Orang-orang yang gagal membebaskan diri tadi adalah orang-orang yang tidak berhasil mendapatkan
tiga hal tersebut. Mereka gagal karena gagal memaknai proses belajar. Kegagalan itu bisa karena
kesalahannya sendiri. Ia gagal menangkap substansi. Ia mengira sekolah, khususnya perguruan tinggi,
adalah kotak ajaib yang bisa membuat siapa saja yang melaluinya akan menjadi orang pintar.
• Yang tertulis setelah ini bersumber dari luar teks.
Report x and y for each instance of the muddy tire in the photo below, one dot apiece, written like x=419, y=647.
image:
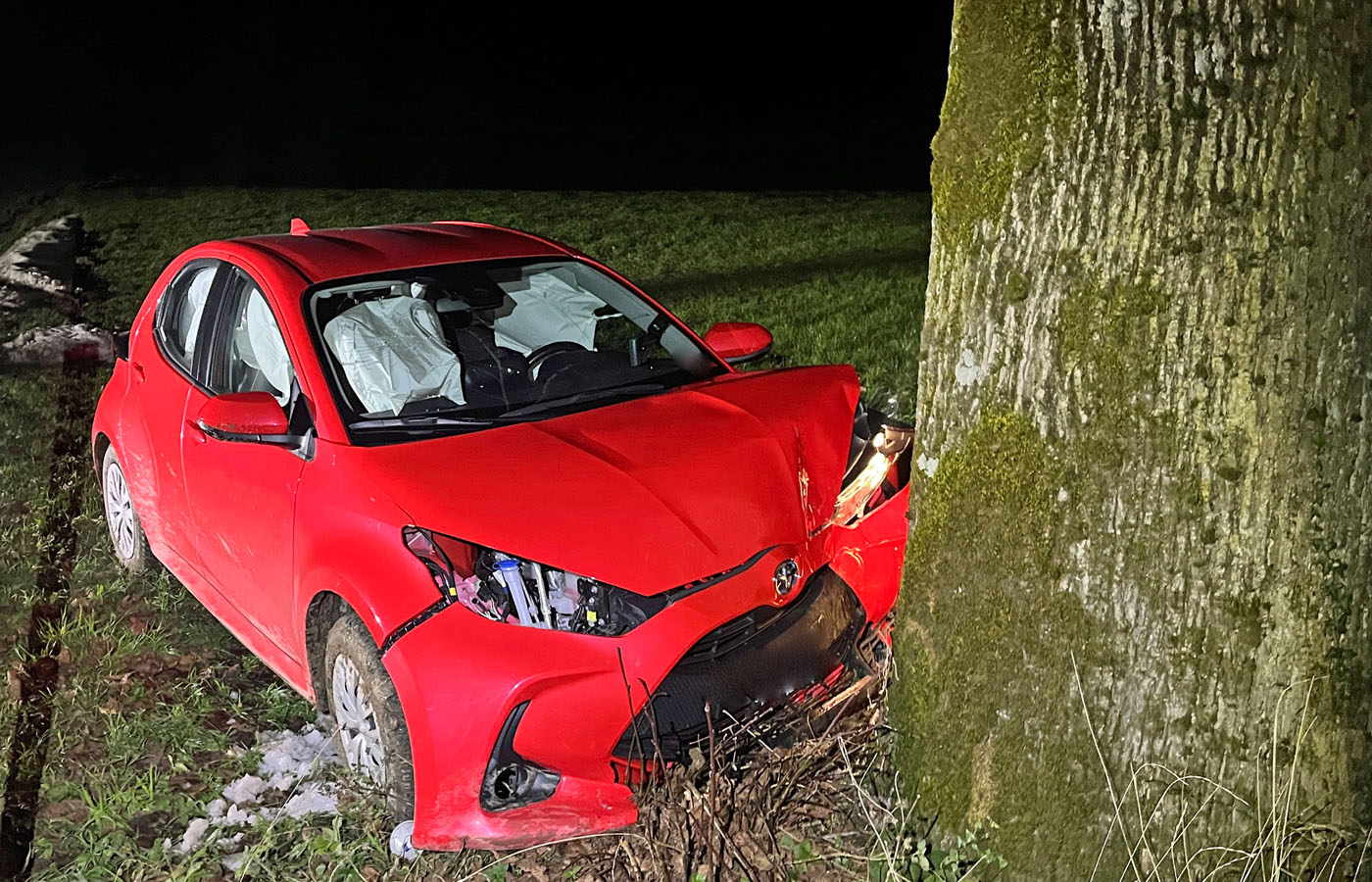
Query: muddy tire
x=370, y=726
x=130, y=543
Dalam pengamatan saya, sekolah-sekolah kita sekarang cenderung berkembang menjadi sekolah-
sekolah yang tak akan sanggup membebaskan. Pelajar sudah dijejali dengan berbagai informasi yang tak
sanggup mereka cerna. Ibaratnya, mereka sudah dijejali dengan sejumlah barang, sebelum mereka
menyiapkan lemari untuk menyimpannya. Mereka dipaksa menghafal hal-hal yang tak mereka pahami.
Lebih mengerikan lagi, kemampuan menghafal dianggap sesuatu yang sangat hebat. Pelajaran
menghafal diberi prioritas tinggi. Padahal menghafal ini adalah cara belajar orang-orang yang belum
memasuki era baca tulis.

Saya khawatir pendidikan kita bergerak menjadi pendidikan yang semakin tak mampu membebaskan.